One of the world’s largest air dome structures has been built at Tellus Holdings’ Sandy Ridge facility in Western Australia, as part of developing the first commercial geological repository for hazardous waste in the country.
The structure is 180 metres long, 90 metres wide and 28 metres at its highest point, Tellus Holdings CEO Duncan van der Merwe said, covering 16,200 metres squared.
“The air dome structure is a state-of-the-art engineered barrier that protects the environment and human health, and allows for all-year, all-weather waste management services,” he said.
Collaboratively developed by Arizon Building Systems and Perth-based GR Engineering Services, Mr van der Merwe said the air dome structure is incremental in the development of Tellus Holding’s commercial geological hazardous waste repository.
“It will provide an innovative infrastructure solution unsurpassed in the storage of hazardous waste in Australia today,” he said.
“What was essential for Tellus in the development of this air dome structure was its ability to take into account environmental factors, and in particular, the health and wellbeing of the team of people who work at the facility.”

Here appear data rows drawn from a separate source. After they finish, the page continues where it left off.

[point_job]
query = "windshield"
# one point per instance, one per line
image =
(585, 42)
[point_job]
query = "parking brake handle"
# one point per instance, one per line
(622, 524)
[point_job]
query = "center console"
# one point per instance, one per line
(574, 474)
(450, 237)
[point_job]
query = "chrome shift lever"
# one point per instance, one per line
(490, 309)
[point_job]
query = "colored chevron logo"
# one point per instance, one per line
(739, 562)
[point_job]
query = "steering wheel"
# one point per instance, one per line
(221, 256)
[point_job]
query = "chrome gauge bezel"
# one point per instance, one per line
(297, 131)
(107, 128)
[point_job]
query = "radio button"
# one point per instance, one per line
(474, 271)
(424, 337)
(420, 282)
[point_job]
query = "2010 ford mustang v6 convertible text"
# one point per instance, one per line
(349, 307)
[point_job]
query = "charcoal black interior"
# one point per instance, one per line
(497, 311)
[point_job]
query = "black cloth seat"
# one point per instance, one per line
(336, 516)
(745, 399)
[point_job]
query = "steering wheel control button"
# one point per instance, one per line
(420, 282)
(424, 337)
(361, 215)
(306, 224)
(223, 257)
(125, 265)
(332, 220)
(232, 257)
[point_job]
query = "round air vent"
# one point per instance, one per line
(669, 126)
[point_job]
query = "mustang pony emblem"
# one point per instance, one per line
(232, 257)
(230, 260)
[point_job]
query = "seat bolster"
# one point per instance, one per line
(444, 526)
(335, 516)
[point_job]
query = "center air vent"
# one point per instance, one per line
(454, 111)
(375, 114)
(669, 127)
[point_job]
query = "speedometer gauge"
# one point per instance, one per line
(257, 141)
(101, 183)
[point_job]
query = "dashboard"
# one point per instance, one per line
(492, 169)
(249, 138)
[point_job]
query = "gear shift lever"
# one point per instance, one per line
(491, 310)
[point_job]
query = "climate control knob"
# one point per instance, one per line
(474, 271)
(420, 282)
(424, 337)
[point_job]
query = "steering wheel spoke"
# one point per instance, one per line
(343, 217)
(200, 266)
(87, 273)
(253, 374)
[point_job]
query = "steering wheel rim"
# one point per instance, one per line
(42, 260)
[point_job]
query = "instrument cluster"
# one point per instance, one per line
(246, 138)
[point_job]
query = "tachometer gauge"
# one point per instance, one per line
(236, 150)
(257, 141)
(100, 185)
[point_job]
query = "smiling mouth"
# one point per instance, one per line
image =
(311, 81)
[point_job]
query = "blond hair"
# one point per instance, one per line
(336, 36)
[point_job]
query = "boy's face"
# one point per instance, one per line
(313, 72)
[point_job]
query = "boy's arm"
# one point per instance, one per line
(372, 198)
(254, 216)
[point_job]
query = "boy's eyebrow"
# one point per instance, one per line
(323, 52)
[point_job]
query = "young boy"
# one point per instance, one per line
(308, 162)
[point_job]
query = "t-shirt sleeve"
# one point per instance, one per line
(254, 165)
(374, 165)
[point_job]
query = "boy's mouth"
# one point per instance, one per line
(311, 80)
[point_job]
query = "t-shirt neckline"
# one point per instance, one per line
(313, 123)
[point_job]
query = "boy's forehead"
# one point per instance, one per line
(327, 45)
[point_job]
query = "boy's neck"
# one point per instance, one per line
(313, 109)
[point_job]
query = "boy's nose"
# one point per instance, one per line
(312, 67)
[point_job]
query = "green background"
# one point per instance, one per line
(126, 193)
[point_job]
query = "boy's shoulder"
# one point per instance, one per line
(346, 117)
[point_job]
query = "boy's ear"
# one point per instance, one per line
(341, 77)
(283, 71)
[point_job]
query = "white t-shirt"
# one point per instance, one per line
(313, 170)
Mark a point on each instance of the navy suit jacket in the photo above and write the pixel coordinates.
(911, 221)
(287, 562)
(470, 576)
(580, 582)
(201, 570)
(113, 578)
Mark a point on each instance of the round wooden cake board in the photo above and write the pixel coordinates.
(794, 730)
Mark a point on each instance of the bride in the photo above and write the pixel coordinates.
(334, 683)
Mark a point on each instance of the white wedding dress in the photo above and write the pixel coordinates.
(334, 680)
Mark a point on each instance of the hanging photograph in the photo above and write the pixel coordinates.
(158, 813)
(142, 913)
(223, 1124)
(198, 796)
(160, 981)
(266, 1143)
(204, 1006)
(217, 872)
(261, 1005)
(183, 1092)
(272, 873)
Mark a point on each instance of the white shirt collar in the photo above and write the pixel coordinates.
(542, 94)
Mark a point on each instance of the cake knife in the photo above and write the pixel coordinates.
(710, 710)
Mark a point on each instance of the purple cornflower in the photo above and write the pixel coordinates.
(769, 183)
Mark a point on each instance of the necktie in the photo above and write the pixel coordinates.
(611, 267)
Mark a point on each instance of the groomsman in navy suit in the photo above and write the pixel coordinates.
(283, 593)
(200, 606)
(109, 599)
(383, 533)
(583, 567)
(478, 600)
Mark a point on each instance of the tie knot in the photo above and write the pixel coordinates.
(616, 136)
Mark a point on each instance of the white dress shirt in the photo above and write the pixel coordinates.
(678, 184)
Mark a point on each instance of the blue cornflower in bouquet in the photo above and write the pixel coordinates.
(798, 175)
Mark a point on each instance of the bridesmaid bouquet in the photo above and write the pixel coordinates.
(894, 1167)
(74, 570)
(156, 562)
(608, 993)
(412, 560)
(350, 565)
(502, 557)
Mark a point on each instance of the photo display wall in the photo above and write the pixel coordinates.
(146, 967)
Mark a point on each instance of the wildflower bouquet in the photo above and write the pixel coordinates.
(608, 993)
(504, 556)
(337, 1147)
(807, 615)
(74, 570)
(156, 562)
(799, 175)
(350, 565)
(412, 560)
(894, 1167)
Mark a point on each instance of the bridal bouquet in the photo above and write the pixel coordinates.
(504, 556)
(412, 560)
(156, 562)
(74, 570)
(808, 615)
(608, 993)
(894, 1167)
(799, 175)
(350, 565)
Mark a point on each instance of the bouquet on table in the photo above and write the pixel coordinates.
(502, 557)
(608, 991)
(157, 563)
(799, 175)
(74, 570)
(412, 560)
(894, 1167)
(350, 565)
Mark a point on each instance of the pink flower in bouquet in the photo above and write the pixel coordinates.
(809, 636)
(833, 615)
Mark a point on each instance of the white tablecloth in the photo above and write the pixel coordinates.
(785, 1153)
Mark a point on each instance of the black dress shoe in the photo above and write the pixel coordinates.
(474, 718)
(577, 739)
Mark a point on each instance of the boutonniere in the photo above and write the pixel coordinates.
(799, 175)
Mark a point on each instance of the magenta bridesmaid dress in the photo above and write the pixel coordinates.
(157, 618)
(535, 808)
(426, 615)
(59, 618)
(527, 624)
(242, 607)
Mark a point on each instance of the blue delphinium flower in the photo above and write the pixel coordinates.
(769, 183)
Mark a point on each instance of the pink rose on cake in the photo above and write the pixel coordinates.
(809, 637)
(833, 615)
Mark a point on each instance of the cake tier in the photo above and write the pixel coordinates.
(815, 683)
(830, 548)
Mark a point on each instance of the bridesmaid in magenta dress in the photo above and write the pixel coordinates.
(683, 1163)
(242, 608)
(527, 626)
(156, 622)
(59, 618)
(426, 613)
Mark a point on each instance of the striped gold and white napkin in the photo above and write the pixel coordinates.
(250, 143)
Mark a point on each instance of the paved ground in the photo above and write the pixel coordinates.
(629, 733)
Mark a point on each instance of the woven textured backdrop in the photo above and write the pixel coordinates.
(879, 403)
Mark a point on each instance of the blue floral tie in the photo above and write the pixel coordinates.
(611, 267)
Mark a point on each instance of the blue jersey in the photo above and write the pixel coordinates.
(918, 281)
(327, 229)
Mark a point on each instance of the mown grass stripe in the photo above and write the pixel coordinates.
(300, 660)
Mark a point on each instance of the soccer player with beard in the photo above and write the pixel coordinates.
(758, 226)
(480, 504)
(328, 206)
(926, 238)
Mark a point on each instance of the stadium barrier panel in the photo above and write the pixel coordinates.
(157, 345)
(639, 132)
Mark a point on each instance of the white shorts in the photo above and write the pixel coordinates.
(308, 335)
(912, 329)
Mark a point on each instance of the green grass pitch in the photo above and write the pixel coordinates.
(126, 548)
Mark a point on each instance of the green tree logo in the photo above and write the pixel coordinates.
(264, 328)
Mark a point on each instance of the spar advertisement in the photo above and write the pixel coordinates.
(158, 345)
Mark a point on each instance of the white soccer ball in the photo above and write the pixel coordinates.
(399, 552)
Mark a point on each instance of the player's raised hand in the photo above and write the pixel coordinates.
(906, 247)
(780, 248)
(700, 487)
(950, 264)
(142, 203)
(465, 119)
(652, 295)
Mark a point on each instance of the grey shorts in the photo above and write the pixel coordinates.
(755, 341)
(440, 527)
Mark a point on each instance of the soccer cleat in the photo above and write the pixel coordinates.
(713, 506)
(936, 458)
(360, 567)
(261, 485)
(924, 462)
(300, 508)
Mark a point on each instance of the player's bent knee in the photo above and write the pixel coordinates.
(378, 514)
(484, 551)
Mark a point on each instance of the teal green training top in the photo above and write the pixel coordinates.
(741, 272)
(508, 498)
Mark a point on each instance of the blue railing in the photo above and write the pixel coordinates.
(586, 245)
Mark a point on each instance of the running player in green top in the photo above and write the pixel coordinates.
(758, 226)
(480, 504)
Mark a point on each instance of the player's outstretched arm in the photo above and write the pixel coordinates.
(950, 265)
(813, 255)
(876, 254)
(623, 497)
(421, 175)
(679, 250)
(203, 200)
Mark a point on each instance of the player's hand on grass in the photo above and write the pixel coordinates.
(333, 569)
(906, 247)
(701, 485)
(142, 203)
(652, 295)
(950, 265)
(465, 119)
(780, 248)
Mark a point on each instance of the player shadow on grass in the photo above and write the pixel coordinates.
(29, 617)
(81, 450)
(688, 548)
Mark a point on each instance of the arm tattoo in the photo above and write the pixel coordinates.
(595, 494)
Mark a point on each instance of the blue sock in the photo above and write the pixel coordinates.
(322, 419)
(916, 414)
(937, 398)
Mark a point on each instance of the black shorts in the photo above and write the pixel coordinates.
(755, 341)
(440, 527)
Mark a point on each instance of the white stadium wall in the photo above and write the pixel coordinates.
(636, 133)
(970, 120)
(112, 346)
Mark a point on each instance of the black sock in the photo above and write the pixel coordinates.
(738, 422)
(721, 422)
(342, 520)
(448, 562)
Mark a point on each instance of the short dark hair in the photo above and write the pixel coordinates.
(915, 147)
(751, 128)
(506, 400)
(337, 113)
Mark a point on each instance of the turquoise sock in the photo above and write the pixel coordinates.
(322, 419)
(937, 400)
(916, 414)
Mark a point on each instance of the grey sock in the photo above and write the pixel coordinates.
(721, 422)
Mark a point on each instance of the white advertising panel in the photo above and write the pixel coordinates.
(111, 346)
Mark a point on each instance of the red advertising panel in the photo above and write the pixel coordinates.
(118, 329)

According to Tellus Holdings General Manager Project Development Stephen Hosking, the permanent isolation system for hazardous waste in Sandy Ridge will be the first commercial scale repository in Australia.
“The air dome is perfectly suited to our requirements at Sandy Ridge, and the team worked tirelessly to ensure it was delivered incident free,” he said.
“At Tellus, our endeavour to provide engineering excellence across all areas of construction have been paramount to this innovative installation that has set a benchmark for others to follow.”
Key features of the air dome structure include a relocatable anchor foundation system, air handling units, vehicle air interlock, wind sensors, digital command controllers, full bias cable system and heavy-duty membrane, air quality and ventilation monitoring.
“The innovative custom air supported structure incorporates a unique anchor system, with the capital cost of the final installed solution approximately 30 per cent of the equivalent conventional building solution,” Mr Hosking said.
“The dome took just three hours to inflate, becoming the first of its type commissioned in the Southern Hemisphere.”